Le criticità sono tante, ma c’è anche tanta voglia di reagire tra le imprese del benessere. Sono questi i risultati che emergono dall’indagine di CNA nazionale tra le imprese di acconciatura ed estetica associate, studio che ha coinvolto anche un centinaio di imprese del nostro territorio dal quale, malgrado la crisi imposta dalla pandemia e le preoccupazioni per la degenerazione del contesto economico attuale, emerge una forte volontà di ripresa.
Di seguito alcuni dei dati più importanti emersi e il commento della presidente dell’Unione Benessere e Sanità di CNA Ravenna, Marina Ranzi.
La contrazione del fatturato. Le imprese che dichiarano di aver chiuso il 2021 con un fatturato inferiore a quello del periodo pre-pandemico sono il 61,4% del totale, a fonte di un 6,6% che invece ha fatto meglio rispetto al 2019.
I rischi per il futuro. Le opinioni degli imprenditori si polarizzano: alcuni si concentrano sul clima di incertezza e sulla compressione dei consumi che ne può derivare (43,7% delle risposte), dall’altro sull’aumento dei costi d’esercizio (31,5%). Un dato, quest’ultimo, che secondo la metà degli intervistati comporterà – a malincuore – un aumento dei listini.
Il rapporto con i dipendenti. Tre imprese su cinque definiscono “consolidati e durevoli” i rapporti con i propri dipendenti, mentre il 14% denuncia delle difficoltà nel reperire risorse umane adeguate alle esigenze.
L’orientamento alla formazione. È sullo sviluppo delle proprie competenze professionali che puntano gli operatori: il 68,7% degli imprenditori ha infatti intenzione di partecipare a corsi di formazione professionale entro la fine dell’anno, nel 42% dei casi con il coinvolgimento dei propri dipendenti.
Il rafforzamento dell’offerta. Pur in un quadro caratterizzato da elementi di incertezza e dall’aggravio di costi -a partire da quelli energetici- le imprese si mostrano intenzionate ad avviare azioni di rafforzamento della loro offerta e della loro capacità competitiva. Non a caso circa la metà degli operatori intende aumentare lo standard dei servizi offerti e il 42% vuole dedicare maggiore attenzione alla sfera del marketing. Solo il 12,3% delle imprese si dichiara al momento priva di una intenzionalità precisa o di strategie definite.
La voglia di continuare a investire. Al netto della formazione (ritenuta un asset fondamentale dalla maggioranza degli intervistati), un imprenditore del settore benessere su cinque vuole continuare a investire: si va dal rinnovo locali all’acquisto di nuove attrezzature e macchinari.
L’importanza di Internet. In materia di investimenti, in particolare nel marketing e nella gestione dei clienti, l’81,3% delle imprese dichiara di essere attiva sui social network, il 43,2% dispone di un sito internet aziendale e il 37,3% utilizza specifici software o applicazioni nelle relazioni con i clienti.

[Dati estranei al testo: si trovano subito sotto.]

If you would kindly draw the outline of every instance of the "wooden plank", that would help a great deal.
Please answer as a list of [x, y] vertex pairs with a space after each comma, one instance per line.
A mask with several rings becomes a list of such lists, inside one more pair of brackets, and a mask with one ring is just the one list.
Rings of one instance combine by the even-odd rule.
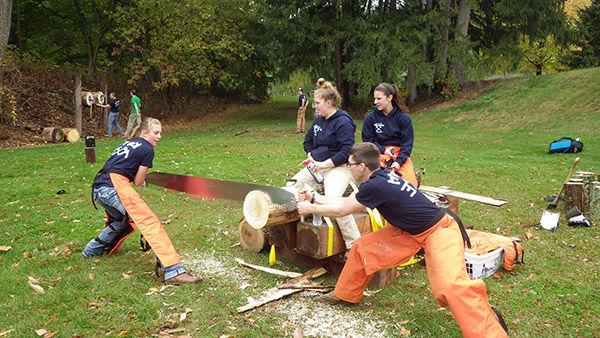
[[272, 288], [269, 289], [269, 291], [271, 292], [269, 295], [267, 295], [266, 297], [263, 297], [261, 299], [256, 299], [254, 301], [249, 302], [248, 304], [244, 305], [244, 306], [240, 306], [237, 308], [237, 312], [238, 313], [242, 313], [242, 312], [246, 312], [248, 310], [252, 310], [254, 308], [257, 308], [259, 306], [265, 305], [267, 303], [270, 303], [272, 301], [281, 299], [285, 296], [289, 296], [291, 294], [294, 293], [298, 293], [303, 291], [302, 289], [278, 289], [278, 288]]
[[267, 273], [270, 273], [270, 274], [273, 274], [273, 275], [277, 275], [277, 276], [283, 276], [283, 277], [289, 277], [289, 278], [296, 278], [296, 277], [302, 276], [302, 274], [298, 273], [298, 272], [271, 269], [271, 268], [267, 268], [267, 267], [260, 266], [260, 265], [254, 265], [254, 264], [246, 263], [243, 259], [237, 258], [237, 257], [235, 258], [235, 261], [238, 262], [240, 265], [243, 265], [245, 267], [248, 267], [248, 268], [251, 268], [251, 269], [255, 269], [255, 270], [259, 270], [259, 271], [262, 271], [262, 272], [267, 272]]
[[419, 187], [419, 190], [433, 192], [436, 194], [441, 194], [441, 195], [446, 195], [446, 196], [452, 196], [452, 197], [456, 197], [456, 198], [461, 198], [461, 199], [464, 199], [467, 201], [478, 202], [481, 204], [487, 204], [487, 205], [491, 205], [494, 207], [501, 207], [501, 206], [505, 205], [506, 203], [508, 203], [507, 201], [498, 200], [498, 199], [491, 198], [491, 197], [469, 194], [466, 192], [455, 191], [455, 190], [451, 190], [448, 188], [442, 188], [442, 187], [431, 187], [431, 186], [427, 186], [427, 185], [422, 185]]

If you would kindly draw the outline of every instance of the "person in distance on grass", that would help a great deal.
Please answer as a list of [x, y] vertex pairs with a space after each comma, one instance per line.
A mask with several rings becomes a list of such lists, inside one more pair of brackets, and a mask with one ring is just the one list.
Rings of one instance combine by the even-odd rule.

La dimensione relazionale. La capacità di “coltivare le relazioni” sembra essere un tratto distintivo delle professioni del benessere. Non a caso con l’acconciatore e l’estetista si configura spesso un rapporto fiduciario e a volte addirittura confidenziale. Si tratta di valori intangibili di notevole importanza e non stupisce che questi imprenditori possano diventare un riferimento stabile per le persone che si rivolgono a loro.
La soddisfazione del cliente. Durante il Covid (secondo il Censis) la privazione dei servizi alla persona fu considerata dagli italiani tra le più difficili da accettare. Forse anche per questo il 56% degli operatori intervistati individua nella “soddisfazione del cliente” la vera “forza motrice” della sua professione, molto più della realizzazione delle proprie aspirazioni imprenditoriali (23%), della possibilità di esprimere forme di creatività (16%), degli stessi ritorni economici dell’attività aziendale (7,7%).
“Sono numeri – commentaMarina Ranzi, Presidente dell’Unione Benessere e Sanità di CNA Ravenna – che testimoniano l’orientamento al cliente e al mercato che da sempre caratterizza l’attività delle nostre imprese. Anche le previsioni di investimento sono orientate proprio in questa direzione. Tutto questo però rischia di non bastare se non si pone un limite alla corsa dell’inflazione e soprattutto al costo delle bollette energetiche per le nostre imprese. Questa ricerca dimostra – conclude la Presidente – come la nostra categoria abbia scelto la qualità come elemento distintivo. Oggi però c’è il problema della sopravvivenza; per questo l’associazione sta promuovendo tra le imprese il risparmio energetico e buone pratiche economiche, ma per resistere occorre pensare anche a forme più forti di aiuto concreto da parte del mondo pubblico: ne va anche della tenuta del tessuto economico locale”.